Question

A capacitor is charged by a battery. The battery is removed and another identical uncharged capacitor is connected in parallel. The total electrostatic energy of the resulting system:
$\left( a \right)$ Increase by a factor of $2$
$\left( b \right)$ Increase by a factor of $4$
$\left( c \right)$ Decrease by a factor of $2$
$\left( d \right)$ Remains the same

Answer 1

Hint: Kirchhoff’s Voltage Law is that the second of his elementary laws we will use for circuit analysis. His voltage law states that for a closed-loop system series path the algebraically total of all the voltages around any closed-loop system in an exceeding circuit is adequate zero. This is often as a result of a circuit loop that could be a closed conducting path thus no energy is lost.

Complete step by step solution: Here in the question it is given that the capacitor is charged initially with the battery. For this, the diagram is shown below.

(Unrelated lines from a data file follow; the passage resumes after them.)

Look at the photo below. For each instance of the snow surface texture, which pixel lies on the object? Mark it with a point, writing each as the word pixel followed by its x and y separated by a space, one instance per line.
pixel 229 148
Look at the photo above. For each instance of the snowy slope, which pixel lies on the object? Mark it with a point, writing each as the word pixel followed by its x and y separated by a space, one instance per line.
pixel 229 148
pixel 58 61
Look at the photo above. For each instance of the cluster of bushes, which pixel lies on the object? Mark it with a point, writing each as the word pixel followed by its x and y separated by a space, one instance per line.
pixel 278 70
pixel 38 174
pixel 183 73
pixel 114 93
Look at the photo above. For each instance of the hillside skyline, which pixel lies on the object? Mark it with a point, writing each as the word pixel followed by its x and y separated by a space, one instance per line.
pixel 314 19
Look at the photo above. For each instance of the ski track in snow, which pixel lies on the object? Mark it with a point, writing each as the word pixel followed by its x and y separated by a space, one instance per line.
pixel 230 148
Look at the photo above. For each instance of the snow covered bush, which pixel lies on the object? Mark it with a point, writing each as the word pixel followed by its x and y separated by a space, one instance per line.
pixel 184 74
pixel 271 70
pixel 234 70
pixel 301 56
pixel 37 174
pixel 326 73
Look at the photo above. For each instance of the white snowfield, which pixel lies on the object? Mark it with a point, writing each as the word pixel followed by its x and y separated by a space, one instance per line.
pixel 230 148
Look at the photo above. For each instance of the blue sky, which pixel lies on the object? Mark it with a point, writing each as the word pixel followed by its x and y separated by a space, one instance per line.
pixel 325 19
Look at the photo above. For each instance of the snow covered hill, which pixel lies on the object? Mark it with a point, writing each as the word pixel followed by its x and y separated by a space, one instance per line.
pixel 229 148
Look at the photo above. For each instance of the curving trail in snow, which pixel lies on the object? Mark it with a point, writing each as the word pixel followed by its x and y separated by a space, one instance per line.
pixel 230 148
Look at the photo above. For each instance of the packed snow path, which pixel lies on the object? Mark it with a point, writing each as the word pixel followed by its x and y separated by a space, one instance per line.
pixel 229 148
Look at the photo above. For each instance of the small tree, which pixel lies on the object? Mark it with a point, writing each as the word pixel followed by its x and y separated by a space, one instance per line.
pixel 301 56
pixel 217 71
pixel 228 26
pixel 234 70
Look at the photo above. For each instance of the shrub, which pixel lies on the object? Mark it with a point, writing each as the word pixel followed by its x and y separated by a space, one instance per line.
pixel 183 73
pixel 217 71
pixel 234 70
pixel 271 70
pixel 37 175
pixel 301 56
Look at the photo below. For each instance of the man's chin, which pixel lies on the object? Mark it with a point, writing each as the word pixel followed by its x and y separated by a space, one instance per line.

                                               
The total charge is equal to ${Q_0}$;
Therefore from the figure, we can write,
$ \Rightarrow {Q_1} + {Q_2} = {Q_0}$
Now applying KVL,
And as we know in KVL for a closed-loop system series path the algebraically total of all the voltages around any closed-loop system in an exceeding circuit is adequate zero.
Therefore,
\[ \Rightarrow \dfrac{{{Q_1}}}{C} = \dfrac{{{Q_2}}}{C} = 0\]
On further solving the equation, we can write it as;
$ \Rightarrow {Q_1} = {Q_2}$
And since ${Q_1} + {Q_2} = {Q_0}$
Therefore
$ \Rightarrow {Q_1} = {Q_2} = \dfrac{{{Q_0}}}{2}$
Since the initial electrostatic charge is,
\[ \Rightarrow {E_i} = \dfrac{1}{2}C{V^2} = \dfrac{{Q_0^2}}{{2C}}\]
Therefore, the final electrostatic charge will be
\[ \Rightarrow {E_f} = \dfrac{1}{2}C{V^2} + \dfrac{1}{2}C{V^2}\]
Now putting the values which we have calculated initially in the above equation, we get
\[ \Rightarrow \dfrac{{Q_1^2}}{{2C}} + \dfrac{{Q_2^2}}{{2C}}\]
On further solving,
\[ \Rightarrow \dfrac{{Q_0^2}}{{8C}} + \dfrac{{Q_0^2}}{{8C}}\]
Adding both the terms, we get
\[ \Rightarrow \dfrac{{Q_0^2}}{{4C}}\]
So now we will calculate the ratio of ${E_f}$and ${E_i}$
We get,
$\dfrac{{{E_f}}}{{{E_i}}} = \dfrac{{\dfrac{{Q_0^2}}{{4C}}}}{{\dfrac{{Q_0^2}}{{2C}}}}$
On solving this, we get
$\dfrac{{{E_f}}}{{{E_i}}} = \dfrac{1}{2}$

Therefore, the total electrostatic energy of the resulting system decrease by a factor $2$.

Note: The theory behind Kirchhoff’s second law is additionally called the law of conservation of voltage, and this is often notably helpful for us once managing series circuits, as series circuits conjointly act as voltage dividers and therefore the voltage divider circuit is a very important application of the many series circuits.